The U.N. officials said the parties agreed the general outline of the initiative such as the ports involved, the establishment of a monitoring centre in Istanbul, ways of inspecting the ships involved, and the limitations of the plan.
“We are looking at a very quick rate of implementation,” one of the officials said. “We start (Saturday) to establish the Joint Coordination Centre (JCC),” the person said, adding that minor issues remained to be worked out before the initiative could be put fully into effect.
“We are talking about a few weeks before we will see proper implementation of vessels going in and out,” the official said, although there could be an “initial movement of ships” to show that the mechanism will work.
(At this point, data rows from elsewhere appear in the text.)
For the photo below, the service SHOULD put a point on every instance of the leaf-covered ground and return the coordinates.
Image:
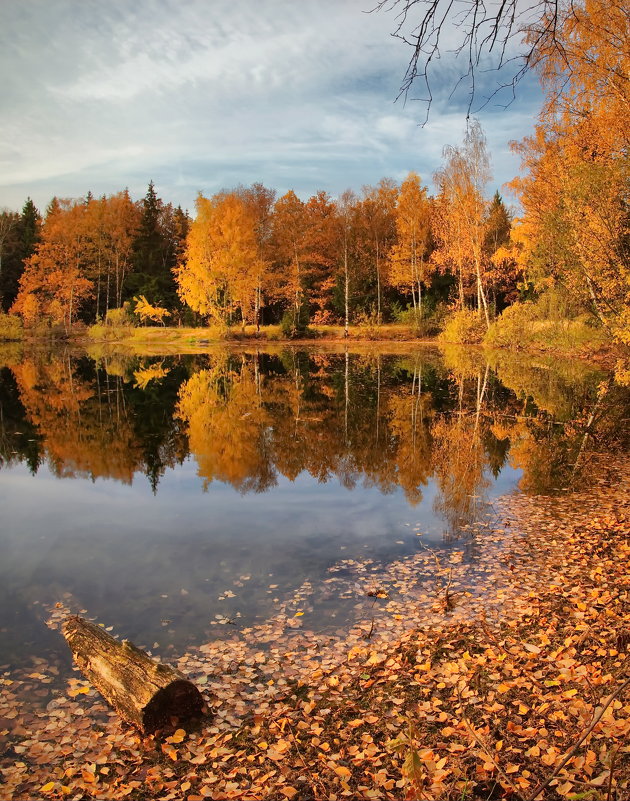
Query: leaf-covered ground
(500, 677)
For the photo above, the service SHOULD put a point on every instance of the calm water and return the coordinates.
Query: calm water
(164, 495)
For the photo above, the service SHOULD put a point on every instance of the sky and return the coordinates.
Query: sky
(203, 95)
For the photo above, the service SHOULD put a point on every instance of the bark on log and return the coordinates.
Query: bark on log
(145, 693)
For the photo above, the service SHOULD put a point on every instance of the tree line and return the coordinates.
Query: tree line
(249, 256)
(389, 251)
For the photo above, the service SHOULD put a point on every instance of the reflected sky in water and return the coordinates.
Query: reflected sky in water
(142, 489)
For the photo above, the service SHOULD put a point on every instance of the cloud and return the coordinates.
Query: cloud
(202, 95)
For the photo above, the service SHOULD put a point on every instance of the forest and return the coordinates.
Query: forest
(459, 261)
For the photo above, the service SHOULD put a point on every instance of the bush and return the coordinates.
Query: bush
(118, 318)
(535, 324)
(428, 324)
(11, 328)
(295, 324)
(508, 330)
(464, 327)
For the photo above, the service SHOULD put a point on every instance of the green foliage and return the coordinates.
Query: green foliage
(552, 322)
(11, 328)
(295, 323)
(464, 327)
(120, 317)
(429, 323)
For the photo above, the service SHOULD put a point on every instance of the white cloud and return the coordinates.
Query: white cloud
(201, 95)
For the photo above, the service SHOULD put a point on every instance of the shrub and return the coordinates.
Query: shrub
(120, 317)
(295, 323)
(535, 324)
(509, 329)
(429, 323)
(464, 327)
(11, 328)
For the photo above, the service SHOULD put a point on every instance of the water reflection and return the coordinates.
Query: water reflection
(206, 486)
(249, 417)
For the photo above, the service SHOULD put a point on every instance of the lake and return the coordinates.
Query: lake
(176, 497)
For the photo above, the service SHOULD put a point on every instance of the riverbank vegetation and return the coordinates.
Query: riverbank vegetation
(512, 687)
(554, 273)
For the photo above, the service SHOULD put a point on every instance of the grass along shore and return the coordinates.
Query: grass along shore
(505, 677)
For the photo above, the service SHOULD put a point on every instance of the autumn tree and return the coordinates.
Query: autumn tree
(112, 224)
(221, 273)
(259, 200)
(461, 214)
(502, 270)
(323, 244)
(8, 225)
(576, 166)
(377, 215)
(290, 247)
(347, 206)
(53, 285)
(409, 257)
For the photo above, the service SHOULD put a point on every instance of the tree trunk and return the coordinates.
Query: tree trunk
(346, 288)
(145, 693)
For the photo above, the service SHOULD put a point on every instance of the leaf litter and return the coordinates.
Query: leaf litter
(504, 677)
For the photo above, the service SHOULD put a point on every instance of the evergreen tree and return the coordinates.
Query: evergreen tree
(154, 253)
(18, 245)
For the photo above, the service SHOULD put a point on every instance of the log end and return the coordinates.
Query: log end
(180, 699)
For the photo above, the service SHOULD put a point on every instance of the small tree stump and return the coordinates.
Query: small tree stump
(145, 693)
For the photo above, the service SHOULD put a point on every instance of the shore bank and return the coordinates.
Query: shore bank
(498, 676)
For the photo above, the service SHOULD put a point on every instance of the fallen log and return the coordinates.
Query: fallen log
(145, 693)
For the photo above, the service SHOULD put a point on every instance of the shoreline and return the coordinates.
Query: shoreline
(416, 699)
Under the plan, Ukrainian officials will guide ships through safe channels across mined waters to three ports, including the major hub of Odesa, where they will be loaded with grain.
Ships will then exit Ukrainian territorial waters in the Black Sea, transit the Bosphorus strait to a Turkish port for inspection and later head to their destinations.
“We are aiming for a monthly export of about 5 million metric tonnes, which was the pre-war level from those three ports,” the official said.
The plan will be initially active for 120 days but will be renewable, the officials said, adding they “do not anticipate to stop it any time soon”.
“The fact that two parties at war – and still very much at war – have been able to negotiate an agreement of this kind…I think that’s unprecedented,” the official said.
‘DE FACTO CEASEFIRE’ ROUTES
Asked how the implementation of the plan would be monitored, the official said representatives from all parties would work in the JCC to oversee operations, vessel inspections, and possible incidents. Both Ukraine and Russia have agreed not to attack any vessels involved in the initiative, the officials said.
“This centre in Istanbul is going to be the heartbeat of the operation and is very similar to… ceasefire monitoring,” said the official. The deal will act as a “de facto ceasefire” along the safe sea routes identified by Ukraine, the official said, although the word “ceasefire” is not part of the accord.
The United Nations has been working for over two months with NATO member Turkey, which has a maritime border with Ukraine and Russia in the Black Sea, to broker what U.N. Secretary General Antonio Guterres called a package deal to both resume Kyiv’s exports and facilitate Russian grain and fertilizer shipments.
The second U.N. official said a separate pact signed on Friday would smooth Russian food and fertilizer exports and that the United Nations welcomed supportive clarifications from the United States and European Union on sanctions against Russia.
“The Secretary General commits our efforts to facilitate the exports from the Russian Federation…in food, fertilizers, and also raw materials to produce fertilizers,” the official said.